We will be looking at the relationship between commute times and distance traveled. For this presentation, we have 500 points of data for each of the following cities: Boston, Houston, Minneapolis, and Washington.

\[Time_i = \beta_0 + \beta_1 \cdot Distance_i + \varepsilon_i\]

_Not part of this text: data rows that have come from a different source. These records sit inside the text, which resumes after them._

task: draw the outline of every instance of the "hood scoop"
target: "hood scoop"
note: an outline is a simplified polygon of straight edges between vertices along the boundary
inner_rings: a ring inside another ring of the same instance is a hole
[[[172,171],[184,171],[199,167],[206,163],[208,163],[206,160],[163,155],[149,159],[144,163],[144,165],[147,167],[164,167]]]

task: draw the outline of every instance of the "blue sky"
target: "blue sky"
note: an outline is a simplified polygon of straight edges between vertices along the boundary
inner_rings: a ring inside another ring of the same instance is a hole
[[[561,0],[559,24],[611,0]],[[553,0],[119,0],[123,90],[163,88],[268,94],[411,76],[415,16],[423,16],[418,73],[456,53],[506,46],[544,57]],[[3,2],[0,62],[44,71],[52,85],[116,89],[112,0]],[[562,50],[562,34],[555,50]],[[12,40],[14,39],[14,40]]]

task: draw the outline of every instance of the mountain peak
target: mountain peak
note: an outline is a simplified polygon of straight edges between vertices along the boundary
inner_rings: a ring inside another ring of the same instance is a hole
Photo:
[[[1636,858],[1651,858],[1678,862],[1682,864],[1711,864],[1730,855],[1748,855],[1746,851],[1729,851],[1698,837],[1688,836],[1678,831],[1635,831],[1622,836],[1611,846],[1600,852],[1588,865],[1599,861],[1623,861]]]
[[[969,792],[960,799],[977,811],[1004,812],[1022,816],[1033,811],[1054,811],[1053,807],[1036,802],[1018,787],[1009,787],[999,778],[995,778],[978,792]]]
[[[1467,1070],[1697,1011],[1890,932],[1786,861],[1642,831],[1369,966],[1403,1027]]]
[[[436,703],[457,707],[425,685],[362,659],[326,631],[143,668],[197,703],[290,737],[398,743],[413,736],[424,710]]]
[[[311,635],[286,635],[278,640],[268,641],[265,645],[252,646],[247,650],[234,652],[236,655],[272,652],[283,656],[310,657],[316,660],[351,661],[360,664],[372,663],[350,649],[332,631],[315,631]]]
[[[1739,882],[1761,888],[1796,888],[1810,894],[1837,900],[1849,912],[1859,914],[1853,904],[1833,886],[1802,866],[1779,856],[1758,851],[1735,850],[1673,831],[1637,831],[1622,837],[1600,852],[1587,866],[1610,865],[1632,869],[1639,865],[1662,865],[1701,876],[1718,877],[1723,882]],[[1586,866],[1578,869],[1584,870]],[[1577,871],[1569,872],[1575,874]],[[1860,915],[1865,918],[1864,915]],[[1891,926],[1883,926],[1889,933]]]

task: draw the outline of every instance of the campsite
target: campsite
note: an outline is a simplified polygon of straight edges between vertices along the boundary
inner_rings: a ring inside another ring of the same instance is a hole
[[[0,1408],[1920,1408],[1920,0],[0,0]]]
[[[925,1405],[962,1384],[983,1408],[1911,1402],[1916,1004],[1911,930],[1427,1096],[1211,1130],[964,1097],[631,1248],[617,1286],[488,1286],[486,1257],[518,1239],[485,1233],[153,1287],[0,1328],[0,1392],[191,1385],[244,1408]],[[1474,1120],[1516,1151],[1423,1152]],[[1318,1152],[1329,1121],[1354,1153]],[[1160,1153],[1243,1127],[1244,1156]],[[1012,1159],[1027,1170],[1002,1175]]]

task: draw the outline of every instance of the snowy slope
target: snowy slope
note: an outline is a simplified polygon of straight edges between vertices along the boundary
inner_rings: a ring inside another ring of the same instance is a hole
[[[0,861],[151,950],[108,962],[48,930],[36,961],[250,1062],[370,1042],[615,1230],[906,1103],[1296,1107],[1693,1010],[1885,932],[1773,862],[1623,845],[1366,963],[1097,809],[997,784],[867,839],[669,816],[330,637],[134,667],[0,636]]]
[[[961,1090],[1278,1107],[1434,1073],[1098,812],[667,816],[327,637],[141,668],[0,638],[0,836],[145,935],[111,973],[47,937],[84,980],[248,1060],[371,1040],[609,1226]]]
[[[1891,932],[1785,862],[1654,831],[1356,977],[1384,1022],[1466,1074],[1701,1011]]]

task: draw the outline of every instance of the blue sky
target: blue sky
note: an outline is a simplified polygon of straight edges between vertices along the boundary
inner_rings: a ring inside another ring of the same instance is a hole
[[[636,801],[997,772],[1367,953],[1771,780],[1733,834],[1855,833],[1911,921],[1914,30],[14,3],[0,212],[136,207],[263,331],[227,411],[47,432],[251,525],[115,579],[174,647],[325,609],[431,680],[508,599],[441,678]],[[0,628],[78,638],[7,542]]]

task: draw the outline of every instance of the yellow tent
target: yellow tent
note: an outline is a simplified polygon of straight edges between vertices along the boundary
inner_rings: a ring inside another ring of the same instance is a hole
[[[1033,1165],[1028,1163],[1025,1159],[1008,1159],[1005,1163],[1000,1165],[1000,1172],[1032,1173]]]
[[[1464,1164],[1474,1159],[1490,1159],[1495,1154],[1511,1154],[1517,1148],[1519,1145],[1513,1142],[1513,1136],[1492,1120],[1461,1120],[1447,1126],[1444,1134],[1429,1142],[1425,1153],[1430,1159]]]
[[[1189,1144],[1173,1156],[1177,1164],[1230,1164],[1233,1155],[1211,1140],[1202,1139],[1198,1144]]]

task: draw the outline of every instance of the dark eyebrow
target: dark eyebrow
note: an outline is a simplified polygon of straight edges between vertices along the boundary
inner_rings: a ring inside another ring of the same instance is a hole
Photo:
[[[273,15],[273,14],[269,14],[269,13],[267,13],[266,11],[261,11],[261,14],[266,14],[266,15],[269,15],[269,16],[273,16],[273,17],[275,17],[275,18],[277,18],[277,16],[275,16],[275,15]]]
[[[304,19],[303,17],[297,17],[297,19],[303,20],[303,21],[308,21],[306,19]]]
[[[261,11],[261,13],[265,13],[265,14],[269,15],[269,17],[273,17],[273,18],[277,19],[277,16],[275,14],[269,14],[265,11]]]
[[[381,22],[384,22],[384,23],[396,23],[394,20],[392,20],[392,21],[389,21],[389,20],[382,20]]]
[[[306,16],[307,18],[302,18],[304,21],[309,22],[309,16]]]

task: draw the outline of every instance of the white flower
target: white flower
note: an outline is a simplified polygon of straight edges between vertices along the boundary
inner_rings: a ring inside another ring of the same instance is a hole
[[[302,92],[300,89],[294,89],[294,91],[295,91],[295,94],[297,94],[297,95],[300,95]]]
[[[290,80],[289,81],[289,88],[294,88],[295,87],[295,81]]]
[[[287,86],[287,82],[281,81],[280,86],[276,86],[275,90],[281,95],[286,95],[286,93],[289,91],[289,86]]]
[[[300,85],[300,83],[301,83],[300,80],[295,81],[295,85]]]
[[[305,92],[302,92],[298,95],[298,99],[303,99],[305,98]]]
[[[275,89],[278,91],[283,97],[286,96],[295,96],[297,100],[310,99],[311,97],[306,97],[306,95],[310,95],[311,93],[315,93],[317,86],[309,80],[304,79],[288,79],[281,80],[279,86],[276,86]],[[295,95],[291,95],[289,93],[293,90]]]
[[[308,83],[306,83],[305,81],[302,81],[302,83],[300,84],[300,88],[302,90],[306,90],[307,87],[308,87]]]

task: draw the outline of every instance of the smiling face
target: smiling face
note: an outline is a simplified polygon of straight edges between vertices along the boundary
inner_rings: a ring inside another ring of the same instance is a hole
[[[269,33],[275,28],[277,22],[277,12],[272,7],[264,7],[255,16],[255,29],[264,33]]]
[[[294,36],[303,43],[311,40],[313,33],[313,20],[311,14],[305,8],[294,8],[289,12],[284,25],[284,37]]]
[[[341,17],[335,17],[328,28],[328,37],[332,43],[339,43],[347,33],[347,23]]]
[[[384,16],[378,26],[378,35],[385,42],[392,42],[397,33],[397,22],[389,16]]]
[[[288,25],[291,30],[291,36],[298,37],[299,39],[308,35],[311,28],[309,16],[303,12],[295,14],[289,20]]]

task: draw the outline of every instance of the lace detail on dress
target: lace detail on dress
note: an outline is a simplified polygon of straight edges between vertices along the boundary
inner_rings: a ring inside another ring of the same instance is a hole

• \(\beta_0\): intercept (baseline commute time)
• \(\beta_1\): average change in time per unit distance
• \(\varepsilon_i\): random error

\[ H_0: \beta_1 = 0 \]

\[ H_a: \beta_1 \neq 0 \]

• Tests whether distance is linearly related to commute time

## `geom_smooth()` using formula = 'y ~ x'

g <- lm(Time ~ Distance, data = MetroCommutes)

ggplot(data.frame(
  fitted = fitted(g),
  residuals = resid(g)
), aes(x = fitted, y = residuals)) +
  geom_point(alpha = 0.4) +
  geom_hline(yintercept = 0, linetype = "dashed") +
  labs(
    title = "Residuals vs Fitted Values",
    x = "Fitted Commute Time",
    y = "Residuals"
  )

Based on the available data, we can conclude that commute time generally increases as commute distance increases. We used a linear model to display this relationship. Residual analysis demonstrates that the linear model we used was appropriate for this data set.